Dr. Vengrenyuk: I learned about SSF through my colleagues. A few doctors from Philadelphia that I know from residency training volunteered with SSF in March 2022.

As for Revived Soldiers Ukraine, I have been volunteering with this organization for the last few years. I traveled to Ukraine in the summer of 2021 twice. We opened a physical therapy rehabilitation in Irpin (a city outside Kyiv that was heavily shelled recently). Our rehab still stands now that Russian troops retreated from this area.

We have been bringing wounded soldiers to the US. Our organization president finds hospitals who treat them pro-bono or we purchase health insurance to help cover surgery costs.



SGU: What are you expecting to see when you get there? What kinds of tasks/treatments/aid will you give to refugees?

Dr. Vengrenyuk: I think my role will be providing urgent care type of evaluations. I speak Ukrainian, Russian, and I can understand Polish—so I can help translate medical information.

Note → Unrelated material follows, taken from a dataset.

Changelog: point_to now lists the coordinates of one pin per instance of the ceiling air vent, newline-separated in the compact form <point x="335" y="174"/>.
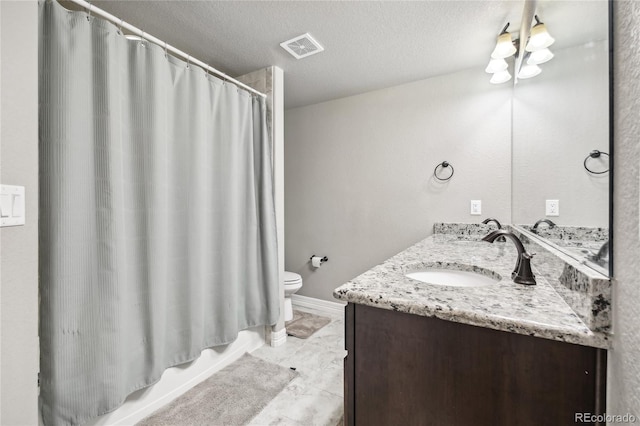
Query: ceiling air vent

With SSF, this is a medical tent clinic that is located right at the border. Many refugees are people who left their home with minimal belongings. Some will have missed their medications for weeks. I expect to see patients with chest pain, possible URIs, diabetics with hyperglycemia or hypoglycemia, uncontrolled blood pressure, minor wounds, skin infections, etc. I know that many women have been sexually abused and some are pregnant. This is difficult to talk about, but we may be the first health personnel they encounter after these terrible experiences. I will also see many people with acute stress disorders, anxiety, depression, and PTSD.

SGU: How have you emotionally prepared for the trip?

Dr. Vengrenyuk: I am glad I did not fly there in February or March. At that point I was in a state of shock, I was crying every day. I needed to learn to cope with the war myself before I could go and provide care to others impacted.

SGU: Why do you feel it was important for you to volunteer in this capacity?

Dr. Vengrenyuk: I am in a position to help. I speak the language. I understand where these people come from. I have medical training. It may not be combat training—but I think any medical background will help during moments like these. I am young, healthy, I do not have a family of my own, I feel I am in a position to give back. I can also help financially. I was lucky to have moved to the US at age nine when my parents won the green card. Had we still lived in Ukraine—we could have been the ones crossing this same border as refugees.

SGU: How has your training at SGU prepared you for this type of medical assistance?

Dr. Vengrenyuk: SGU was an incredible experience, I am very proud that I went to SGU. It opened a world of opportunities for me. First of all, going to Grenada was the first time I left my parent’s home. In college, I lived with my parents. It was a brave first step to pursue my dream and try something unknown.

I think my SGU experience prepared me to always be ready for new opportunities and to learn to adapt quickly. I made many connections at SGU with doctors who now practice all over the world. I stay in touch with several SGU graduates.

SGU: What kind of characteristics/traits does a doctor need to have to function in a war-zone environment?

Dr. Vengrenyuk: I think you need to be brave, rational, and selfless. I love people in general and if I can lessen their pain, whether physical or emotional, I will try my best to do it.

Also, you need to be compassionate but not emotional. You need to be ready to see and hear terrible stories but not let it impact you to the point where you cannot help. You need to be open to learn new skills quickly.

SGU: Anything else you would like to share about the trip?

Dr. Vengrenyuk: I plan to do more trips like this, hopefully I can go back to the Ukraine in August.